Bir edebiyatçı olarak, nasıl bir tanımdır tanrım.
'heyeee' deyip uzaklaşma isteği vardı içimde ama işte disipline kadar yolu var. Biri gitsin o adama devrimin tanımını öğretsin.
son zamanlarda üzerinden prim yapılmaya başlanan bir kelime..
üzülerek izliyorum malesef..
özgürlükle, insanlıkla bağdaşmayan hareketlere sahip kimseler kullanır oldu devrimi, almayın ağzınıza şu kelimeyi..!
recep tayyip erdoğan, nazım hikmete iade i itibar, açılım feyki ve birkaç tribün şovu sonucunda, bazı çevrelerce solcu hareketler içine girmekle itham ediliyor.
yapmayın, yapıyorsanız da kirletmeyin bu kelimeyi ne olur, zamanında idam cezası alan sol görüşlü mahkumların ailelerine ne demiş sayın başbakan? devletin dediği olur, eyvallah demiş. #1
sen ki eleştriye, protestoya gelemeyen, bırak kardeşliği mevkinden ötürü ülkenin emekçisini kameralar önünde azarlamayı kendine hak bilen insansın.. #2
pkk terör örgütü sempatizanları, görüyorum bazen sosyal paylaşım sitelerinde, öcalan, marx, che karması filan yapıyolar.
bize göre böyle kardeş, elimizdeki silahı, şu kitapları hatmettik de öyle aldık demeye getiriyolar, içim acıyo.
abd, israil ve bazı avrupa ülkelerinden aldıkları çeşitli destekler açıkken sen nasıl bir soldan söz edebiliyosun birader? #3
onlarca öğretmeni katleden bu insanların ağzına yakışmıyor anlamadıkları ya da öyle kabul etmek istedikleri ülkü..

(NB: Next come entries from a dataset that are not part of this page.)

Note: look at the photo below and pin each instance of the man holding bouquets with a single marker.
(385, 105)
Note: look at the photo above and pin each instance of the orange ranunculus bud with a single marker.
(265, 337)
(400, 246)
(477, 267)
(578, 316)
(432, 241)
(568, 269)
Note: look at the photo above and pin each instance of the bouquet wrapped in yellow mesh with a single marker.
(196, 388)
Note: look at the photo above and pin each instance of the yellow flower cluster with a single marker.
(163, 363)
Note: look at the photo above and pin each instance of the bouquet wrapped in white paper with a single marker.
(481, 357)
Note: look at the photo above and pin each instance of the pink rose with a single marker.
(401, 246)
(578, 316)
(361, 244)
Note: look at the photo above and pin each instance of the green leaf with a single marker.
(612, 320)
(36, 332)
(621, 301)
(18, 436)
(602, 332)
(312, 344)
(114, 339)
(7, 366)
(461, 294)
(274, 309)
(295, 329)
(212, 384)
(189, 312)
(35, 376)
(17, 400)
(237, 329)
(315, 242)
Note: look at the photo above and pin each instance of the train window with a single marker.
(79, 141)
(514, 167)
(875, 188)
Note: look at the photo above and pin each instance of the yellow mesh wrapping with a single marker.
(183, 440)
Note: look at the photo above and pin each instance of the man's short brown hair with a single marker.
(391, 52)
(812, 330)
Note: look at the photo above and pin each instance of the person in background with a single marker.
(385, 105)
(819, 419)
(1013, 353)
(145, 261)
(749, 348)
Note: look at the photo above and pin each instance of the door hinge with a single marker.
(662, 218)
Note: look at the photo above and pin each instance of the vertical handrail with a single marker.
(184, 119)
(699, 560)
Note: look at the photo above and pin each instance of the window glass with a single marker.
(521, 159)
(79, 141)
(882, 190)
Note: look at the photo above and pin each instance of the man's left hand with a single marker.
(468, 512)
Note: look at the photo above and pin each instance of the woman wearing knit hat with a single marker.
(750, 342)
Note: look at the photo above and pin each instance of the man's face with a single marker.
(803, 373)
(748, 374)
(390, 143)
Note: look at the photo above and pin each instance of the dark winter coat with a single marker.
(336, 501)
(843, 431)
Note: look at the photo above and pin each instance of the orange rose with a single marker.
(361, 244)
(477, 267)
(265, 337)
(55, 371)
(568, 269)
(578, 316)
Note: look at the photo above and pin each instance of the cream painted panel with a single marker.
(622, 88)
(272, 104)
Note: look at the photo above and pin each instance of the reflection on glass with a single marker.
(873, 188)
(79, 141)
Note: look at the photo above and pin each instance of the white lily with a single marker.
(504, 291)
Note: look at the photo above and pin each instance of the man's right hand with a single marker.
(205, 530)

olucaksa birgün bir şeyler, yalansız dolansız olsun.
kansız olsun, kardeşçesine olsun, -hiçbir devrim kansız olmaz dan örnek vermeyin gerginim-
devrim kelimesi, şu beyaz kazaklı çocuk kadar masum kalsın, anlaştık mı?
ideolojik veya sosyal hayatta, aniden yapılan değişimdir.
türkiye de devrim yapacağız şeklinde söylemlere, devrimi zaten mustafa kemal yapmıştır, haddinize düşmez şeklinde verilecek yanıttır. atatürk' ün devrimleri yaşatılmalıdır.
inançtır,emektir.ayrıca yazılarıyla etkileyecek olan yazar-mış.
Ama kader diye bir bok varsa eğer,
Keder değil elbet benim kaderim,
Ve anılar ki madem anasıdır yaşanacak delikanlı anların,
Bugün bu: kuburda kokuşsam da yarın
Çiçek Dağlarında seyirtecek seyrim,
Değil mi ki burnumda tüten toprak kokusudur Devrim! *
--spoiler--
kimin için lan dedim devrim? şu doktor için mi? yoksa şu hastabakıcı için mi? kimin için? paran olmayınca minibüse bile binemiyorsun neyin devrimini yapacaksın? önce dedim kendim kazanayım. kendimi gerçekleştireyim sonra paylaşırım. herkesin hikayesi başka da benim ki böyle başladı. parayı kazandım her sabah erkenden uyandım senelerce eşekler gibi çalıştım. sana bir şey söyliyeyim mi? insan sıcağı görünce ne kadar üşüdüğünü anlıyor. paylaşmak dedik ya başkasının parasını paylaşmak hoş da yani zaten devrimcilik bir yerde başkasının parasını paylaşmak söz konusu olunca güzel ama kendi paran söz konusu olunca ne paylaşacam lan dedim? kiminle paylaşacam? siz benim kurşun yaramı paylaşacak mısınız? babamın gözlerimin içine baka baka gidişini?
ben her sabah kalktığımda siz osura osura uyuyordunuz ama... sizinle mi paylaşacam ulan dedim.
bu hayat insana insanlardan nefret etmeyi öğretiyor.